Tomorrow I’ll be giving a webcast over at ZDNet (sponsored by Oracle) on the Top 5 Database Security Resolutions for 2008. The resolutions have changed a bit since I first posted about them over here, and I decided to swap in data masking for the last one. I almost pulled it back out after I found out my sponsor (Oracle) just released a data masking product (I try to avoid being too promotional in my webinars), but it’s something I’ve been talking about for a while and it’s too important to pull just because a few people might think I was being biased.

We’re up to nearly 600 people registered for the event, making it one of the largest webcasts I’ve done.

But enough self-promotion; it’s time to talk about data masking.

Data masking started popping up as an issue about 3 years ago. At the time I was covering database security, but client calls were bouncing around between me on the security team and someone over in application development. It’s one of these annoying security issues that crosses organizational boundaries and ends up the responsibility of those will little security experience. It’s an issue that grew organically- first popping up in some audits related to GLBA (a financial services regulation), and now something we see required for PCI and a few other regulations.

Data masking is really a bad term for what we’re talking about. We can technically mask data anywhere, but when we use the term data masking we usually mean “test data generation” or “analytical data generation”. It’s the conversion of production data into either test and development data or data for a data warehouse (OLAP). For this post we’ll focus on test data generation, but the same techniques can be used for an OLAP where you want data that represents production data, but still protects the sensitive stuff.

And that’s our goal- to take sensitive data from a production system and convert it into non-sensitive data suitable for testing or analysis.

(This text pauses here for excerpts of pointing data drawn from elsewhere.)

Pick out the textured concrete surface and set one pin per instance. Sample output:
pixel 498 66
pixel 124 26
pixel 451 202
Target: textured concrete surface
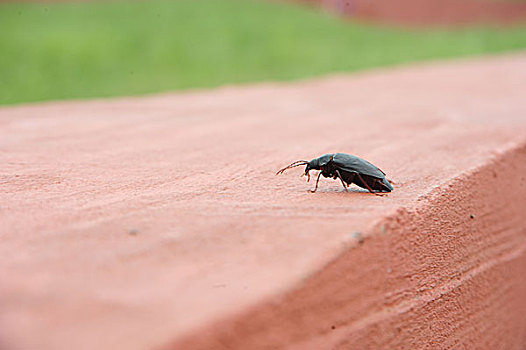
pixel 158 222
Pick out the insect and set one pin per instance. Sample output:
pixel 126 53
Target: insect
pixel 348 168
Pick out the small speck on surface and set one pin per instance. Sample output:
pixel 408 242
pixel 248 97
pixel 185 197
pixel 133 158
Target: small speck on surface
pixel 357 236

We can do this through substitution, transposition, obfuscation, de-coupling, scrambling, hashing, or even encryption.

I’m going to quickly eliminate hashing and encryption from the discussion- those techniques are very effective at protecting data, but the result breaks the second rule of data masking- that the data is still representative of the source, without being sensitive.

Organizations are increasingly finding that data masking is mandated for regulatory compliance. It’s also an extremely effective way to reduce enterprise risk. Development and test environments are rarely as secure as production, and there’s little reason developers should have access to sensitive data. Analytical systems are often accessed by a wide variety of users, most of whom shouldn’t see sensitive data, with only a fraction of the access and other security controls in transactional systems.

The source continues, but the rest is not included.